The same can be said for any company or person. Look at how they handle the minutely small and incidental details and you will know whether to trust them with the big things, like the integrity of your personal data.

And I promise to stop world hunger, I must be a saint.

I agree with the majority of your post, but I think there is a distinct flaw in the thinking behind this statement:

But are they harder to discover? In fact, I see (just from the news)
that problems are discovered with closed sourced-systems all the time.
They are then fixed in the same manner. It’s happened to every company
that releases software, open or not. If an argument is made that
suggests open source is better because something can be seen, then the issue of OpenSSL is a clear and direct challenge to its efficacy.

Bugs are found in closed source software all the time. Many large companies actually offer bug bounties, and you will find in a large number of cases when the patches are posted that third party researchers are credited with finding the bugs. This can not be used as an argument that closed source is just as easy to review and test as open source. It’s a ‘back box’ problem with closed source and while there are numerous techniques for testing for bugs, they certainly can’t be considered lower effort than being able to read through the actual code.
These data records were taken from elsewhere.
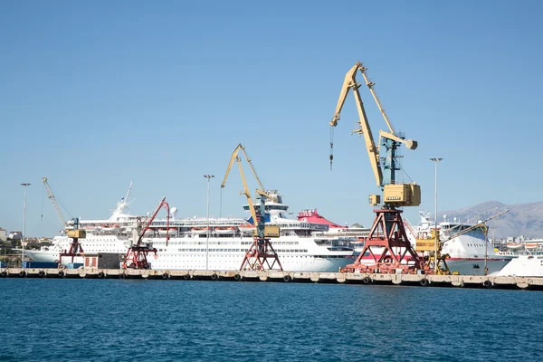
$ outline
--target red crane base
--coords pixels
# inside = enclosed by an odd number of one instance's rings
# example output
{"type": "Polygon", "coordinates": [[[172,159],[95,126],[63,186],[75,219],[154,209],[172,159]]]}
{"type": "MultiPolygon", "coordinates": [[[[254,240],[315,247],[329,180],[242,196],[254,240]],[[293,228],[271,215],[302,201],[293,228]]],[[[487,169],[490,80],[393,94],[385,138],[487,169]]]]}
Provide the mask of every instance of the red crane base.
{"type": "Polygon", "coordinates": [[[71,257],[71,262],[76,256],[83,256],[83,248],[79,243],[79,238],[73,238],[70,244],[70,250],[59,253],[59,268],[62,267],[62,256],[71,257]]]}
{"type": "Polygon", "coordinates": [[[374,210],[376,219],[366,238],[364,249],[353,264],[341,272],[415,273],[419,270],[429,272],[429,268],[418,256],[407,239],[401,210],[374,210]],[[364,259],[369,253],[371,259],[364,259]]]}
{"type": "Polygon", "coordinates": [[[155,253],[155,256],[157,255],[156,248],[151,249],[148,246],[132,246],[127,252],[125,260],[122,263],[122,269],[150,269],[149,263],[147,261],[147,255],[151,252],[155,253]]]}
{"type": "Polygon", "coordinates": [[[242,271],[273,270],[277,264],[278,271],[282,272],[279,255],[272,246],[270,239],[254,238],[252,243],[245,252],[242,262],[242,271]]]}

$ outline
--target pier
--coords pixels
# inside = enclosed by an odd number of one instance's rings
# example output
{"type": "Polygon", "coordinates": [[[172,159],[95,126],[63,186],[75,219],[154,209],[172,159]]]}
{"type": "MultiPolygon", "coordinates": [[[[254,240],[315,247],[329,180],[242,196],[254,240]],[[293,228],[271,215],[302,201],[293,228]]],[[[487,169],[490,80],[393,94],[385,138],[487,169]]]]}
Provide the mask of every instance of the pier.
{"type": "Polygon", "coordinates": [[[410,285],[543,291],[543,277],[375,274],[278,271],[159,271],[144,269],[1,269],[2,278],[131,279],[410,285]]]}

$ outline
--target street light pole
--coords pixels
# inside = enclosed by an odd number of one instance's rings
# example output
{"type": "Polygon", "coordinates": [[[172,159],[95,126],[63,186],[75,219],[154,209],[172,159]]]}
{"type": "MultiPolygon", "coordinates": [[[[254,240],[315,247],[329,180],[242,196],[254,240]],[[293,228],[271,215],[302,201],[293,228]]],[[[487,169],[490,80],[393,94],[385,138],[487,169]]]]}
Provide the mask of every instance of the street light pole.
{"type": "Polygon", "coordinates": [[[205,270],[209,269],[209,181],[214,176],[204,175],[204,177],[207,178],[207,229],[205,229],[205,270]]]}
{"type": "Polygon", "coordinates": [[[26,237],[26,186],[30,184],[24,183],[21,186],[24,188],[24,203],[23,205],[23,252],[21,254],[21,268],[24,268],[24,239],[26,237]]]}
{"type": "Polygon", "coordinates": [[[441,161],[443,158],[430,158],[431,161],[435,163],[435,214],[433,214],[433,219],[435,221],[434,224],[434,254],[433,254],[433,269],[434,272],[439,272],[437,269],[437,163],[441,161]]]}

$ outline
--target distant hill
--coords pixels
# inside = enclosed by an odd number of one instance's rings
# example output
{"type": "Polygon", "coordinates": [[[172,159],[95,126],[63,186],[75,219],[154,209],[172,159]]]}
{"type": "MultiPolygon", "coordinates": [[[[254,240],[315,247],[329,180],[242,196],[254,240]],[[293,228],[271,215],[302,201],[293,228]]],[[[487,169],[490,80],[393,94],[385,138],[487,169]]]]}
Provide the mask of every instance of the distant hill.
{"type": "Polygon", "coordinates": [[[496,239],[520,235],[525,238],[543,238],[543,202],[504,205],[499,201],[488,201],[466,209],[438,213],[438,217],[443,220],[443,215],[446,215],[447,220],[456,217],[462,222],[476,222],[504,210],[509,212],[488,223],[489,226],[495,228],[491,229],[490,238],[494,233],[496,239]]]}

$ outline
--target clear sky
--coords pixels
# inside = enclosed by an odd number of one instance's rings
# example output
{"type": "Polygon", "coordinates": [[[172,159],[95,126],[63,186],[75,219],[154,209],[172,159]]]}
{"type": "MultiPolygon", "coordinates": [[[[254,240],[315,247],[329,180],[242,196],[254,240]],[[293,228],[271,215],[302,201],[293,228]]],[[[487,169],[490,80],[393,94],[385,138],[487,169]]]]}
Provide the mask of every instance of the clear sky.
{"type": "MultiPolygon", "coordinates": [[[[422,208],[543,200],[540,1],[0,2],[0,226],[60,229],[42,177],[67,217],[107,218],[134,181],[132,214],[167,196],[178,216],[218,215],[238,143],[290,211],[373,221],[376,193],[348,99],[346,71],[367,66],[397,130],[419,142],[403,167],[422,208]],[[42,216],[43,215],[43,216],[42,216]]],[[[359,77],[361,80],[362,78],[359,77]]],[[[374,135],[386,125],[366,88],[374,135]]],[[[245,167],[251,187],[255,183],[245,167]]],[[[222,214],[242,216],[233,169],[222,214]]],[[[405,210],[416,222],[418,207],[405,210]]]]}

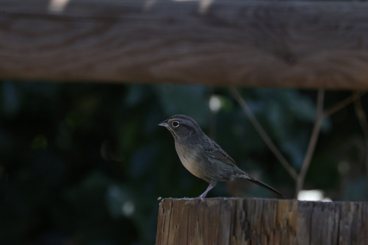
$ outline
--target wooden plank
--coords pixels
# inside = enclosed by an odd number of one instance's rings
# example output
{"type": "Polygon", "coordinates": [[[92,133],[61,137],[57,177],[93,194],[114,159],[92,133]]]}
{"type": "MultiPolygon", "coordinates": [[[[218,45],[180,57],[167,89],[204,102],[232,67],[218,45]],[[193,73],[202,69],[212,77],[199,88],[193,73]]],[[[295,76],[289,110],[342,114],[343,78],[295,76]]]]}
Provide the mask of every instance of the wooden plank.
{"type": "Polygon", "coordinates": [[[367,202],[169,198],[159,210],[156,245],[367,244],[367,202]]]}
{"type": "Polygon", "coordinates": [[[367,12],[356,2],[0,0],[0,79],[366,89],[367,12]]]}

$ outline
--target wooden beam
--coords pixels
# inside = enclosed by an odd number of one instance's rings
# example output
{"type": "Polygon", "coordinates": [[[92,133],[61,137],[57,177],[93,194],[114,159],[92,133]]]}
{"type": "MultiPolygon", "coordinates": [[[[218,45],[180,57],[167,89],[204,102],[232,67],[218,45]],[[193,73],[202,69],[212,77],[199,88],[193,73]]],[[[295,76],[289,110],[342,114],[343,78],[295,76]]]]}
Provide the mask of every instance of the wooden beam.
{"type": "Polygon", "coordinates": [[[368,89],[368,3],[0,0],[0,79],[368,89]]]}
{"type": "Polygon", "coordinates": [[[164,199],[156,245],[368,244],[368,203],[164,199]]]}

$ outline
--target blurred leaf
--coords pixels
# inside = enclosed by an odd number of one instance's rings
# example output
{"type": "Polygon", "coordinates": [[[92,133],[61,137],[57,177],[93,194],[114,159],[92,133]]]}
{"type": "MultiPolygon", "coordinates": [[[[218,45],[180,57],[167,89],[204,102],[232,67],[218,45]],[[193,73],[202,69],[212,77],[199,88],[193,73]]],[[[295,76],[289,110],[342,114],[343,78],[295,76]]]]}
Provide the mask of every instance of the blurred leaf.
{"type": "Polygon", "coordinates": [[[200,126],[207,122],[209,110],[206,87],[164,85],[155,88],[166,115],[163,120],[173,115],[183,114],[195,119],[200,126]]]}

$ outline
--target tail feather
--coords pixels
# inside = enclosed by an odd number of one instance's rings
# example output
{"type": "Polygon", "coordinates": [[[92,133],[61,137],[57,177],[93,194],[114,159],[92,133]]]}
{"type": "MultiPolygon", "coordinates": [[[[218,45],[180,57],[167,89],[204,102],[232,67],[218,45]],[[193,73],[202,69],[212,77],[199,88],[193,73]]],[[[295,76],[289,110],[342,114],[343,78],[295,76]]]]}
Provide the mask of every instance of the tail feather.
{"type": "Polygon", "coordinates": [[[269,185],[267,184],[265,184],[265,183],[263,183],[262,181],[261,181],[260,180],[257,180],[254,177],[251,176],[250,175],[249,175],[249,174],[248,174],[245,173],[244,173],[244,174],[240,174],[237,177],[238,178],[240,178],[240,179],[245,179],[246,180],[248,180],[248,181],[251,181],[252,183],[254,183],[254,184],[256,184],[257,185],[259,185],[260,186],[262,186],[262,187],[263,187],[264,188],[266,188],[266,189],[268,189],[268,190],[270,190],[271,191],[272,191],[273,192],[275,192],[275,193],[276,193],[276,194],[277,194],[277,195],[279,195],[279,196],[280,196],[280,197],[285,197],[284,195],[283,194],[282,194],[281,192],[280,192],[276,190],[276,189],[274,189],[274,188],[273,188],[272,187],[271,187],[269,185]]]}

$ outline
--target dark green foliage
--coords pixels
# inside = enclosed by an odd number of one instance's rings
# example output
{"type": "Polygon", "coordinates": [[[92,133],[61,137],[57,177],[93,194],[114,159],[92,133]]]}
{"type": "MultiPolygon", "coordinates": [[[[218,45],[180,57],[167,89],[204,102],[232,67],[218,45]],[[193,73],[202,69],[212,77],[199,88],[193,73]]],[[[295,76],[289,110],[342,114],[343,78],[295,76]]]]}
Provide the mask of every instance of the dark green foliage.
{"type": "MultiPolygon", "coordinates": [[[[241,91],[298,171],[315,93],[241,91]]],[[[349,94],[327,93],[326,107],[349,94]]],[[[157,126],[174,114],[192,117],[241,168],[293,196],[294,182],[226,88],[4,81],[0,109],[2,244],[154,244],[158,198],[196,197],[207,185],[184,168],[172,136],[157,126]],[[215,114],[208,106],[213,94],[222,103],[215,114]]],[[[352,106],[326,119],[305,188],[367,200],[365,147],[352,106]]],[[[219,183],[208,197],[274,197],[236,184],[219,183]]]]}

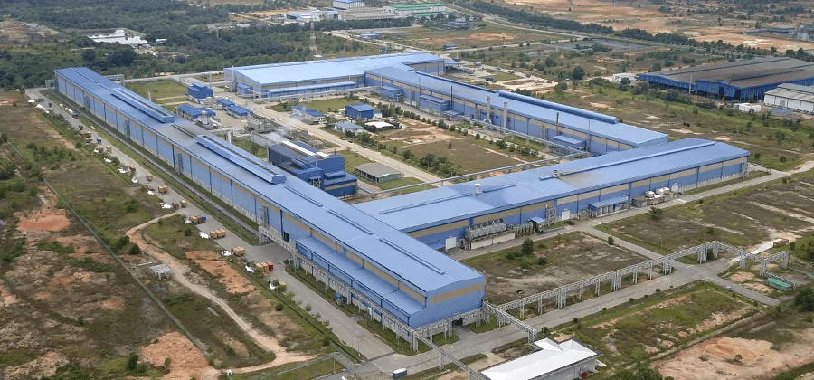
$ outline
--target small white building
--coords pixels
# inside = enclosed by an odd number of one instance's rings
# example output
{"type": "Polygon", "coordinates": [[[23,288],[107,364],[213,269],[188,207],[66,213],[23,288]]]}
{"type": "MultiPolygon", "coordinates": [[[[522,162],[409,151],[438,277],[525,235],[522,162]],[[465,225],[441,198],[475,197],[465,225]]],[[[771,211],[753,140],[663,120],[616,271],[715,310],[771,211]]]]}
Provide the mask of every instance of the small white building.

Likewise, the spectacular oversight with OpenSSL is not an argument against open source being easier to review It’s just a sad case of a bug being in plain sight and not caught. When it was noticed, people traced it back to a line or two in a single code check in. It was small, overlooked, and catastrophically flawed. To say it was a failure is fine. To say it disproves the notion that open source is no easier to review or catch bugs in than closed source is a fallacy.

I don’t trust anyone’s privacy policies anymore.

Also, I’m surprised no one has mentioned that the Apple “warrant canary” has gone missing.

https://gigaom.com/2014/09/18/apples-warrant-canary-disappears-suggesting-new-patriot-act-demands/

Don’t be surprised: they have.

’ Because they want to help the terrorists win?’

My, how rational.

Ok, security-and-privacy buffs who use Android: can you explain simply what exactly do you do with its ‘fenceless garden’ that makes a difference beyond implicitly supporting open source? Do you install alternatives to the regular Android Store full of safer and better alternatives to the Google stuff? Something else?

Serious question. I hear much talk online about iOS being closed but the only real-life use I’ve seen of Android’s open nature by non-techies was either a bit of customization like looks and keyboards, or the ease of pirating software without having to jailbreak.

Otherwise people seem to me happy to trust Google instead of Apple with their data and that’s hardly an improvement.

I dunno about security (seems like Apple is, at least, trying to make some positive changes), but it’s really creepy how much of their identity people put into their choice of consumer electronics. Giant corporations are not your friends. Google, Apple, Microsoft, Sony, whatever.

I have an iPod, but I don’t identify as an Apple user. My smart phone runs Android, but I’m not in love with Google. Seeing people bicker over which uncaring, faceless entity values their privacy more is surreal.